La politique monétaire libanaise est-elle durable ?

Photo d’illustration T.H.B.

La mise en œuvre effective des réformes que le Liban s’est engagé à mener lors de la CEDRE, qui s’est tenue à Paris le 6 avril dernier, constitue une opportunité à ne pas manquer pour résoudre les problèmes économiques structurels du pays.
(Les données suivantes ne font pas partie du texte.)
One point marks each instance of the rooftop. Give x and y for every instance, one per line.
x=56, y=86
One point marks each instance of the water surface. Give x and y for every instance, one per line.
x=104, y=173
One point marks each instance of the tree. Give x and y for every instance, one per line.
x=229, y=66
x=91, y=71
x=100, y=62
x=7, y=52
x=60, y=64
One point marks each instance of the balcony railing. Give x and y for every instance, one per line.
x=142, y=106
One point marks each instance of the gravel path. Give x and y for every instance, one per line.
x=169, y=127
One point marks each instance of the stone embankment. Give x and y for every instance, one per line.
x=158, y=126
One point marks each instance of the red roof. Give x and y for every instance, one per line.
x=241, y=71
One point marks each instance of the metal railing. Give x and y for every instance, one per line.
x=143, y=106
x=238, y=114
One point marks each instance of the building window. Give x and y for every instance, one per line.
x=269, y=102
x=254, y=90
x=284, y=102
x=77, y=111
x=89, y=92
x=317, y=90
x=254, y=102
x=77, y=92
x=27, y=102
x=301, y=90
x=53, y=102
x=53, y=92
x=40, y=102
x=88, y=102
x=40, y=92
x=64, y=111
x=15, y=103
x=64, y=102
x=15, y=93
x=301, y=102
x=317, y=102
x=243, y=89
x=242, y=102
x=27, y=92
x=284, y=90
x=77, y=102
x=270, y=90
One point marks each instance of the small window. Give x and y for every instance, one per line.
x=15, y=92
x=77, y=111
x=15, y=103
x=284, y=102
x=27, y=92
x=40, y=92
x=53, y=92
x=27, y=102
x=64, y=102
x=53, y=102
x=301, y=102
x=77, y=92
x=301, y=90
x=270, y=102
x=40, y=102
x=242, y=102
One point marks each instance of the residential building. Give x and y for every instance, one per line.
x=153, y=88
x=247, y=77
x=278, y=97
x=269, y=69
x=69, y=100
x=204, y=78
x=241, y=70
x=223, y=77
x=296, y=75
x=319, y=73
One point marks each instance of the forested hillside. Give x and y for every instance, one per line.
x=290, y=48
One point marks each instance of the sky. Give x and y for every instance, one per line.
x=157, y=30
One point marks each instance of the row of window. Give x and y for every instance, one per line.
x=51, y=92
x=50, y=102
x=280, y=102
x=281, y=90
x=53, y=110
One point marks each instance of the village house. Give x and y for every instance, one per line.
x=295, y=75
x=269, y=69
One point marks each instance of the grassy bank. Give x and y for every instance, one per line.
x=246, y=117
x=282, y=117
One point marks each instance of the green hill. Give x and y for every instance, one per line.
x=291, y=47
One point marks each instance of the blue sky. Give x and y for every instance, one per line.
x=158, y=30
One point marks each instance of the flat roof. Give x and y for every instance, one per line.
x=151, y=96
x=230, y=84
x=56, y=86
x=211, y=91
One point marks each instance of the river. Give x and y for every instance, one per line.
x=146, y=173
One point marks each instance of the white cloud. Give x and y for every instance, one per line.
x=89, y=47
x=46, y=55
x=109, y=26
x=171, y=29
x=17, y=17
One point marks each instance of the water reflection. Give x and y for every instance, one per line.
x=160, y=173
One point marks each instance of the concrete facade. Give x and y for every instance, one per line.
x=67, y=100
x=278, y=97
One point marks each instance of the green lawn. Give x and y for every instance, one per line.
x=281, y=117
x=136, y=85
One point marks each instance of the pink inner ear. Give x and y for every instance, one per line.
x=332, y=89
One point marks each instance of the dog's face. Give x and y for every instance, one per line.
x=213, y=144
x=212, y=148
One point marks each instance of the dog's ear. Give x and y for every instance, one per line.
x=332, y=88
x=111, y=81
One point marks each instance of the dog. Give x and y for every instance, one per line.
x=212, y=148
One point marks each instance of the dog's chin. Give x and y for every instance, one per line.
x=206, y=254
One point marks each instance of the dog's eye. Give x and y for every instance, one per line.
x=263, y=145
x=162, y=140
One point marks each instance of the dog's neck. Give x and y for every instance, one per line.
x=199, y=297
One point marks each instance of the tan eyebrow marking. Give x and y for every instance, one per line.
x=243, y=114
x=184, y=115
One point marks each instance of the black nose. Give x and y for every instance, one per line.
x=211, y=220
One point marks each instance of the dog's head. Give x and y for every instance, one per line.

Ces réformes – qui portent notamment sur la hausse de l’investissement public et privé ; le rééquilibrage des finances publiques ; la mise en place de réformes sectorielles et transversales essentielles ; et la mise au point d’une stratégie de renforcement et de diversification des secteurs productifs – sont aussi bien liées à l’ampleur des difficultés que traverse le pays qu’aux performances et limites de la politique monétaire, qui représente le cadre dans lequel se greffent la croissance et le développement économique au Liban.

Les difficultés auxquelles fait face l’économie libanaise sont connues et consistent notamment en : une dette publique atteignant 150 % du PIB à fin 2017 ; un déficit énorme du compte courant (20 % du PIB en moyenne ces dernières années) provenant essentiellement d’un déficit très élevé au niveau de la balance commerciale ; une croissance économique au ralenti, dont le taux n’a pas dépassé 2 % depuis 2011 ; et une faible croissance des dépôts bancaires (+3,9 % en 2017).

Mesures exceptionnelles
Face à cette conjoncture en berne, la Banque du Liban (BDL) adopte depuis plusieurs années une politique monétaire non conventionnelle qui vise clairement à soutenir la croissance et la création d’emplois. Elle souscrit souvent aux bons du Trésor en livres libanaises et en devises étrangères sur le marché primaire, parfois à des taux d’intérêt inférieurs à ceux du marché, et assure tous les paiements du gouvernement en devises. D’un autre côté, la Banque centrale a injecté depuis 2013, à travers différents plans de relance annuels, près de 7 milliards de dollars dans l’économie à des conditions très favorables, et ce en plus du mécanisme de crédits subventionnés existants. Font aussi partie de cette politique les opérations financières multiobjectifs mises en œuvre par la BDL en 2016 et 2017.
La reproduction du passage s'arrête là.